Detta anche "corona da manovra", questa montatura è famosa tra i pescatori perché è polivalente, ossia si adatta benissimo a tutte le situazioni di pesca, sia in gara che in torrente. Viene definita "caricata" perché ha il peso più concentrato sul fondo essendo realizzata diminuendo la distanza che intercorre tra i pallini via via che si scala verso l’amo. Questa corona è utilizzata principalmente in acque veloci dato che ci permette di trattenere l’esca sul fondo o recuperarla controcorrente evitando che la spinta dell’acqua la faccia salire in superficie.
Nel caso in cui si vuole solo tenere l’esca sul fondo, basta depositare la corona in acqua trattenendola a seconda della profondità, invece se si vuole imprimere un movimento contrario alla corrente, bisogna essere progressivi non con strappi; quando con la canna si recupera l’esca, questa deve procedere velocemente ma con continuità.

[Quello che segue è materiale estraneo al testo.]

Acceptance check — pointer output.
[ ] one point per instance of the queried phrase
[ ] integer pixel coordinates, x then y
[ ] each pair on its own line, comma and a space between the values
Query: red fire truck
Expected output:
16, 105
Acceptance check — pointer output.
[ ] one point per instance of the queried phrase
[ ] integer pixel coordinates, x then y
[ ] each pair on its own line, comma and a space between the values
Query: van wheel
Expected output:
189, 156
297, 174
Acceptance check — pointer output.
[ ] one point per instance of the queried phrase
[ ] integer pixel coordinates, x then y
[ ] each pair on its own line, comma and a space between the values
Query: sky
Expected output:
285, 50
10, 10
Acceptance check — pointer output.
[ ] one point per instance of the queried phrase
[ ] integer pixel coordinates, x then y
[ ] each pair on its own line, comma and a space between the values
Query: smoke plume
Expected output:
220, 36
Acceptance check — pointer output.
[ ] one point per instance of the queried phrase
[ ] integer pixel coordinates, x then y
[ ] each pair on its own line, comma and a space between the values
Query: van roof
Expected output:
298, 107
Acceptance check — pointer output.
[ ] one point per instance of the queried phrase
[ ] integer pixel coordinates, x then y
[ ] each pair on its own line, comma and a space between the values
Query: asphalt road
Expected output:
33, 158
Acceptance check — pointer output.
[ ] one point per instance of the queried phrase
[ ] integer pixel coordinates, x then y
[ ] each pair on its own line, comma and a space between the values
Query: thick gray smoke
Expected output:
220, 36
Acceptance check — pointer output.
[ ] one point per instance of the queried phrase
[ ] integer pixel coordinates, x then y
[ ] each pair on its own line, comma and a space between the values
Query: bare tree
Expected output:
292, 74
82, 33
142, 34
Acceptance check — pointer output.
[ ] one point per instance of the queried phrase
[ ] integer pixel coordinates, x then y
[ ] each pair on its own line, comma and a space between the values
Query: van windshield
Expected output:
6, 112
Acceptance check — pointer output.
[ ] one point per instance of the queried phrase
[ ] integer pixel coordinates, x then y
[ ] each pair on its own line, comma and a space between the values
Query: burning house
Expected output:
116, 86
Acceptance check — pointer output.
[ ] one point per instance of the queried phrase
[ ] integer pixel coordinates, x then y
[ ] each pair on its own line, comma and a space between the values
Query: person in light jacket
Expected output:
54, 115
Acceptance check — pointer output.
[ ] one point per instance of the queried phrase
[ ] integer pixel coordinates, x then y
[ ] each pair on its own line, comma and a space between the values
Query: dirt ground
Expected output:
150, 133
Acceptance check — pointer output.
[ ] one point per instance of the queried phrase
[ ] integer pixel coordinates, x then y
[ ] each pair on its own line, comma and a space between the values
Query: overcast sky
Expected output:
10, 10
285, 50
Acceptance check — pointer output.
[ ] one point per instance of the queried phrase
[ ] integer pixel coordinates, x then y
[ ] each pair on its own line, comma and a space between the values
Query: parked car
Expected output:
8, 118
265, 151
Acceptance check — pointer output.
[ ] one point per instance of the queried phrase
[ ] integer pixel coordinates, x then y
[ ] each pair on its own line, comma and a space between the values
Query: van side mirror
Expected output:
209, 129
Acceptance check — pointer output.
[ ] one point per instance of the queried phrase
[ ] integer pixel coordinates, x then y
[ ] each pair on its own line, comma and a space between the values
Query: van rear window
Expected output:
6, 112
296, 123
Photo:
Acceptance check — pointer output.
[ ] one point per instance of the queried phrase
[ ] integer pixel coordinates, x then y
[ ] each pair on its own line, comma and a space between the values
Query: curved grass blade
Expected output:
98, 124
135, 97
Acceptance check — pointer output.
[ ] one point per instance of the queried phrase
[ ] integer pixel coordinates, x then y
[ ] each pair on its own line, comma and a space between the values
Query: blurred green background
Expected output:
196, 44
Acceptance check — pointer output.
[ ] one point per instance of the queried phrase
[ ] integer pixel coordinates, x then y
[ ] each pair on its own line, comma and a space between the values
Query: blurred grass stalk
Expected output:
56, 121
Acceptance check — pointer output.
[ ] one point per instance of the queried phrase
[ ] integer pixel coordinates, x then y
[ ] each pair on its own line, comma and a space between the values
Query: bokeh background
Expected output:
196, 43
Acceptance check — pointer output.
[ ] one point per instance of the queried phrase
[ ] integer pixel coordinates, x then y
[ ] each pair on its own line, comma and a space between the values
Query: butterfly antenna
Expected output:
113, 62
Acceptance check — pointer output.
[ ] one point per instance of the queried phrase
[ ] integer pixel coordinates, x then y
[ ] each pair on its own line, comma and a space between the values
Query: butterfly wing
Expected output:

Viene molto utilizzata anche nelle gare, in situazioni di pesca veloce (ad es. all’inizio) o a vista, in cui abbiamo bisogno di una lenza che entri subito in pesca seguendo solo i movimenti che imprime il pescatore, non la corrente. Essendo notevolmente concentrata sul fondo, va detto che è una montatura per trote d’immissione, poiché il suo modo di procedere in acqua è tutt’altro che naturale.
E’ costituita da uno spezzone di filo del 0,22 lungo un metro, su cui vengono fissati 22 pallini del n.4 del tipo extraduro. Devono essere schiacciati, partendo dall’alto, i primi 8 ad una distanza l’uno dall’altro di 6 centimetri; dal nono al dodicesimo a 5 centimetri e proseguendo poi con i restanti sempre a scalare fino ad una distanza di 1 centimetro. Agli estremi vanno montate due girelle dal n.12 al n.18 che permettono una migliore rotazione. Il terminale varia di lunghezza a seconda dell’acqua, della corrente e del tipo di trota, in genere deve essere tra i 10 e i 40 centimetri.